Here, we manifest a high degree of nurturing both legitimate and illegitimate expectations that the MPs “must attend to” to get our votes. Besides, we have not differentiated between what we deserve and what we ought to have. In other words, we appear to miss the boundary between what we sign for when we vote in MPs and our own vision. Partly, this is because we have no priority agenda to advance to the MPs that squarely falls within their mandate.
Moreover, for some reasons, many voters believe that MPs have solutions to all our social problems. Yes, if they perform their constitutional mandate: represent, legislate and oversight. No, MPs do not have to solve our problems by offering direct interventions to individuals as our voter behaviour suggests. Obviously, our needs are real and have to be attended to but not by MPs in their official capacity.

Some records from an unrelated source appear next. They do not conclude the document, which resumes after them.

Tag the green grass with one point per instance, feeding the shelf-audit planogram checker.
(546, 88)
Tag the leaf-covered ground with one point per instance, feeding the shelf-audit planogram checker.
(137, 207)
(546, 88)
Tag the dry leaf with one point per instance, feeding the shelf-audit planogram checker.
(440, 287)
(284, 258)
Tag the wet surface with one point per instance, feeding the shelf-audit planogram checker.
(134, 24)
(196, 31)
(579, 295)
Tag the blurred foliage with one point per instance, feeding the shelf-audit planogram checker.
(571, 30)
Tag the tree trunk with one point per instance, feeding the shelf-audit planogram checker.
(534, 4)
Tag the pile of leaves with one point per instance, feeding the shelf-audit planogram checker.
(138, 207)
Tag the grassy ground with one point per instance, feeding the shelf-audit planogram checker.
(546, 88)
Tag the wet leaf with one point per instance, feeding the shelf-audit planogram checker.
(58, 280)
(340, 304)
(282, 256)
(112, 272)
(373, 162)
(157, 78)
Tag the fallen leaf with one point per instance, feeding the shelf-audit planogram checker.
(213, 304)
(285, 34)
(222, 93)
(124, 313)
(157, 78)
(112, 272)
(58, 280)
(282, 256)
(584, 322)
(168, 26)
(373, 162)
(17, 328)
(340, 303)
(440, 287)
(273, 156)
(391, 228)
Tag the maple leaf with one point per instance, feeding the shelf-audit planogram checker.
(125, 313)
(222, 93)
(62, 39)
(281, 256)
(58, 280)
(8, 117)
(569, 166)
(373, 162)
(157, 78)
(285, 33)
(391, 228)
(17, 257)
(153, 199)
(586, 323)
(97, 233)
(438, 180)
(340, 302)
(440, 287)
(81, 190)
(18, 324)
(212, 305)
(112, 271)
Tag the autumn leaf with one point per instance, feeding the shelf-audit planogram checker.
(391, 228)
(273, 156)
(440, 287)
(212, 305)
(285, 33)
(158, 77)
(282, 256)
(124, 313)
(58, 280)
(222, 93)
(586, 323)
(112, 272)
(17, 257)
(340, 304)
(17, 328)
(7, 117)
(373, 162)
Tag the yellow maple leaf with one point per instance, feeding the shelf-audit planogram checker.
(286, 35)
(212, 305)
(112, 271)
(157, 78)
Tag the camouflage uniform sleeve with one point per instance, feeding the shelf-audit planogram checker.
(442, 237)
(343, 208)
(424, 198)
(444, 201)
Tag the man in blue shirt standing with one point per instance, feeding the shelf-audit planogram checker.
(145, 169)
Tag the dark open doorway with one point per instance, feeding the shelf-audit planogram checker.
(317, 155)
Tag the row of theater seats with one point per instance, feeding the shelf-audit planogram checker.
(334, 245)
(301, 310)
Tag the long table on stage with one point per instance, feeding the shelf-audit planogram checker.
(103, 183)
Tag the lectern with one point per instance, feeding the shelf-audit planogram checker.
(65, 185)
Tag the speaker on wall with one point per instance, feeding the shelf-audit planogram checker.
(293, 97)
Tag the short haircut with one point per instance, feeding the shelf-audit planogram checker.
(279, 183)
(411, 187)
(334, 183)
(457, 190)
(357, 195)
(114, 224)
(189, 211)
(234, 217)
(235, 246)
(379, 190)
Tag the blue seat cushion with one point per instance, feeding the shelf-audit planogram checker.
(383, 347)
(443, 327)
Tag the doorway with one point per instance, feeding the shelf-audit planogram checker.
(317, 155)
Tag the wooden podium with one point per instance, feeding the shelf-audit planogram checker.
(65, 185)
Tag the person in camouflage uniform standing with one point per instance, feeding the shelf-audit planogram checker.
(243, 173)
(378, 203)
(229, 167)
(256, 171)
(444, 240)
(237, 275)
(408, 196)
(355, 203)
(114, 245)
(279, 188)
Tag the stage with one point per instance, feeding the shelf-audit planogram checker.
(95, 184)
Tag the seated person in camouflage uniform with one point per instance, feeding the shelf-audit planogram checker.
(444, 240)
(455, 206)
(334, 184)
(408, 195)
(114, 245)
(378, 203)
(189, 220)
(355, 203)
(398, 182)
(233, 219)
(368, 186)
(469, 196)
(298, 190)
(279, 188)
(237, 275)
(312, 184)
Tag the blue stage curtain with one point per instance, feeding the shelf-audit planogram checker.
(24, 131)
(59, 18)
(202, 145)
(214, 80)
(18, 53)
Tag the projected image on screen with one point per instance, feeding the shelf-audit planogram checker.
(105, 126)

Fourth, there is, seemingly, an unconscious conspiracy between the Executive, Judiciary and the Legislature to run down Kenya’s development agenda. The question is: how can the three arms of government peacefully function with such glaring anomaly in public perception? Ordinarily, the Executive is the implementer of the development agenda but now seems to have found illegitimate solace in co-implementing with the Legislature. Really, on what basis do the MPs implement and claim credit for the work in their constituencies when it is not in their job description? Or, is that perhaps some of us have not been educated in this regard?
Yes, we are offshore deep into electioneering campaigns. But, what kind of knowledge are we basing ourselves on to elect candidates who have offered themselves for our consideration?

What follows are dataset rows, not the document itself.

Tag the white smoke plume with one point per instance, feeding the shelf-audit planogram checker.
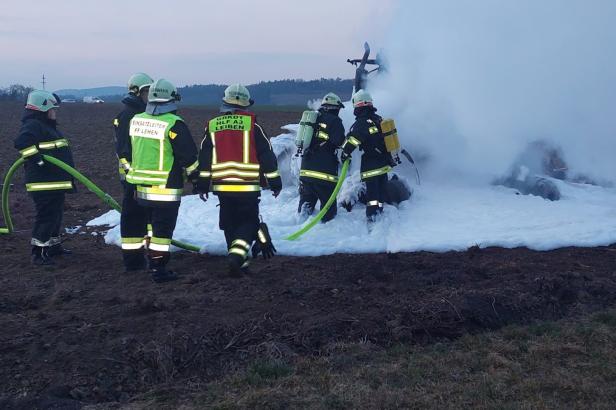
(471, 82)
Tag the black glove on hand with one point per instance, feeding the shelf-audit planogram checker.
(37, 159)
(264, 242)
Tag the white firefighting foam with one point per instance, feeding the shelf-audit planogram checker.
(443, 214)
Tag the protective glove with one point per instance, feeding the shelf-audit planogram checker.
(37, 159)
(264, 243)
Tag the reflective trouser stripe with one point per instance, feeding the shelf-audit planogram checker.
(190, 169)
(274, 174)
(159, 194)
(236, 188)
(354, 141)
(241, 244)
(235, 172)
(36, 242)
(49, 186)
(318, 175)
(234, 164)
(375, 172)
(132, 243)
(28, 152)
(54, 144)
(136, 180)
(160, 244)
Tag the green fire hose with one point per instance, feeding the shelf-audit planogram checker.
(105, 197)
(325, 208)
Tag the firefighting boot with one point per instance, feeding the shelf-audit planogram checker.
(40, 256)
(58, 250)
(134, 260)
(235, 263)
(157, 268)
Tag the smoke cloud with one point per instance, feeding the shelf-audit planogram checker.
(472, 82)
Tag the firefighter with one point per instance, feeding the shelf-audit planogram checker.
(319, 171)
(235, 155)
(46, 183)
(376, 162)
(133, 215)
(163, 154)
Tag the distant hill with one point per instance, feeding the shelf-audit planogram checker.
(282, 92)
(94, 92)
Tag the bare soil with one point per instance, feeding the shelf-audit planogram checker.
(85, 332)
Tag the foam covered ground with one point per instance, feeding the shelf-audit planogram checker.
(442, 215)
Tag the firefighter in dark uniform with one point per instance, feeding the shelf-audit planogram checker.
(235, 155)
(133, 215)
(376, 162)
(319, 171)
(46, 183)
(163, 154)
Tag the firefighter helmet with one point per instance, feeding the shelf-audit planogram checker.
(333, 100)
(237, 94)
(162, 91)
(139, 80)
(362, 98)
(41, 100)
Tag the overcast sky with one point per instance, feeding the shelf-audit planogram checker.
(79, 44)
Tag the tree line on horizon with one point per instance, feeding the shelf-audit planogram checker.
(279, 92)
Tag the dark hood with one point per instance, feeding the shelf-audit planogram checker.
(226, 107)
(39, 116)
(134, 101)
(329, 110)
(365, 111)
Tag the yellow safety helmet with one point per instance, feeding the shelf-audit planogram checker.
(237, 94)
(332, 99)
(138, 81)
(162, 91)
(41, 100)
(362, 98)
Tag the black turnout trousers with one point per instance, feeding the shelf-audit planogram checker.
(376, 188)
(239, 218)
(48, 221)
(311, 191)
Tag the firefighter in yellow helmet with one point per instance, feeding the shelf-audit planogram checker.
(376, 162)
(319, 170)
(163, 154)
(46, 183)
(236, 156)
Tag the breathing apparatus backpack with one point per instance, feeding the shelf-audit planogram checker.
(390, 135)
(307, 128)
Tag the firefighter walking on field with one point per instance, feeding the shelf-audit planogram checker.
(319, 170)
(376, 161)
(235, 155)
(46, 183)
(133, 215)
(163, 155)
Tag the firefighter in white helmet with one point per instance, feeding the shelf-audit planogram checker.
(46, 183)
(236, 158)
(133, 214)
(163, 155)
(376, 162)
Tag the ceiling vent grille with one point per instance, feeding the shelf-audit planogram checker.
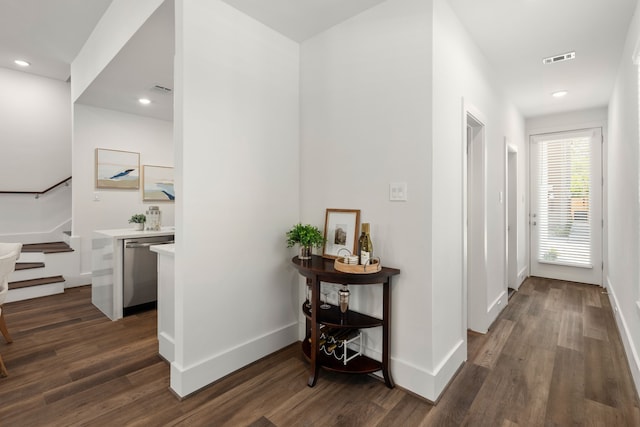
(559, 58)
(162, 89)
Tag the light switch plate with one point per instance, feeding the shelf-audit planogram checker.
(398, 192)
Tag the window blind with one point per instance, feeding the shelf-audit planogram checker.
(564, 202)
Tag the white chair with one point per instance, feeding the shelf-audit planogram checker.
(9, 253)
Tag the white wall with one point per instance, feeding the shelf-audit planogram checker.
(237, 164)
(462, 73)
(101, 128)
(622, 183)
(118, 24)
(366, 122)
(35, 133)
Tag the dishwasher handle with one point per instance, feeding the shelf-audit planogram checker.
(134, 245)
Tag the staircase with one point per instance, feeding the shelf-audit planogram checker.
(39, 270)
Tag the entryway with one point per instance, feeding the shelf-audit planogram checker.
(566, 205)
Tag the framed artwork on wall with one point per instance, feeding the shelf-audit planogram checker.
(341, 232)
(157, 184)
(117, 169)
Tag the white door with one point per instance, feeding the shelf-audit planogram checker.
(566, 206)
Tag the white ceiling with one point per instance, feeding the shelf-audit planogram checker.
(144, 62)
(302, 19)
(514, 36)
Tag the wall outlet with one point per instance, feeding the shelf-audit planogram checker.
(398, 192)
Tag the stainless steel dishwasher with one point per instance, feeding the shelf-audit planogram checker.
(140, 273)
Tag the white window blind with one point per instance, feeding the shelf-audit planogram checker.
(564, 202)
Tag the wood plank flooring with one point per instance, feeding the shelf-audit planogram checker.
(552, 358)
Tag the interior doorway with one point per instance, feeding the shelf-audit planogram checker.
(511, 216)
(475, 223)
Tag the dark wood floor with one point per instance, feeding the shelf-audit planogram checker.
(553, 358)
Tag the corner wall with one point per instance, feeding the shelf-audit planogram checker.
(462, 76)
(622, 181)
(365, 123)
(237, 163)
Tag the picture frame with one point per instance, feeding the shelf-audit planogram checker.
(157, 184)
(341, 232)
(117, 169)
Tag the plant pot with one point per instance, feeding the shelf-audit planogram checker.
(305, 252)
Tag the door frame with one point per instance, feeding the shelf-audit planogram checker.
(531, 133)
(511, 215)
(468, 110)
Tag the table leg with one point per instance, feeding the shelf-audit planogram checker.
(386, 327)
(315, 306)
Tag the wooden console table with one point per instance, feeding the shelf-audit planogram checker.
(318, 270)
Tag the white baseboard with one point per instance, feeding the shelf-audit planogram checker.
(627, 338)
(166, 347)
(522, 275)
(22, 294)
(425, 383)
(496, 307)
(186, 380)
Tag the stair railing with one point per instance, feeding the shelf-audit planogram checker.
(64, 182)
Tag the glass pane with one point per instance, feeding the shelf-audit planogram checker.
(564, 219)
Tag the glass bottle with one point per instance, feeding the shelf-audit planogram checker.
(365, 245)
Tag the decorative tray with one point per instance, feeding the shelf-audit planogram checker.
(372, 267)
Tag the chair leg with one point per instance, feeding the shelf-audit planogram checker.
(4, 330)
(3, 369)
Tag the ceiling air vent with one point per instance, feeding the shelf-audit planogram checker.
(162, 89)
(559, 58)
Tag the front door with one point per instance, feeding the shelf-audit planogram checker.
(566, 206)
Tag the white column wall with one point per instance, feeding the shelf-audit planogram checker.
(366, 122)
(622, 183)
(462, 73)
(237, 164)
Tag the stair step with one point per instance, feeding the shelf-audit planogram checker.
(47, 248)
(35, 282)
(28, 265)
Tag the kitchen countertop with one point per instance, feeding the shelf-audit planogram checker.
(127, 233)
(168, 249)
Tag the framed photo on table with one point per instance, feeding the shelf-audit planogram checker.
(341, 232)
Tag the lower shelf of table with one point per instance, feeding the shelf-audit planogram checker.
(359, 365)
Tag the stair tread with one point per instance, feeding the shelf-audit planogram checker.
(47, 247)
(28, 265)
(35, 282)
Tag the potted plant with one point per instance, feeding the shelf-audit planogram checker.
(307, 236)
(138, 220)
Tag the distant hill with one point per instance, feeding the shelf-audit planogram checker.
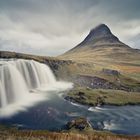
(102, 47)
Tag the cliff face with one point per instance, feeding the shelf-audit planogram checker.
(54, 63)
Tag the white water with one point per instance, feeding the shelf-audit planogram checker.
(18, 78)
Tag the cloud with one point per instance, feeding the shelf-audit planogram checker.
(47, 27)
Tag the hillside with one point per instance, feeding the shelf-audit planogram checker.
(104, 49)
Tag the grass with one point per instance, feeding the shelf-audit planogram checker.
(15, 134)
(109, 97)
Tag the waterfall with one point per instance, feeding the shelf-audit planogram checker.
(19, 77)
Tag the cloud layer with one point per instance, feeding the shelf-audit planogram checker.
(51, 27)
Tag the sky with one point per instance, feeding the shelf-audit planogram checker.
(51, 27)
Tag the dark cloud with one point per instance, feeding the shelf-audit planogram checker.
(53, 26)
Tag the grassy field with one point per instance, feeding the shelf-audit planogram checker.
(101, 96)
(7, 133)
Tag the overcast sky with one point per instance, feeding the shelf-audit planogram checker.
(51, 27)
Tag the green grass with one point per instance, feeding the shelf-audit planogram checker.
(110, 97)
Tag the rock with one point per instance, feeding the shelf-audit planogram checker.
(111, 72)
(79, 124)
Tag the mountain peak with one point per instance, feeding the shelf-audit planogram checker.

Elections cannot produce credible leaders if the purpose for which we elect them is evidently hazy. On paper, we expect MPs to represent, legislate and oversight. In practice we expect them to be social workers, government administrators, police commanders, financial controllers and, as research findings indicate, ATMs for us to draw from.
No wonder, the kind of political advertising we are exposed to in the ongoing campaigns is glaringly deceptive. Elected and nominated leaders, for example, who have not achieved much, are raising their stakes as credible candidates with all manner of promises. And we appear all too willing to dance along without asking the more critical development agenda questions.
Understandably, we cannot ask the questions unless we begin by informing ourselves the functions of each office we are electing candidates into.
In the August 8 General Election, let us vote in MPs who can stay away from other people’s job descriptions.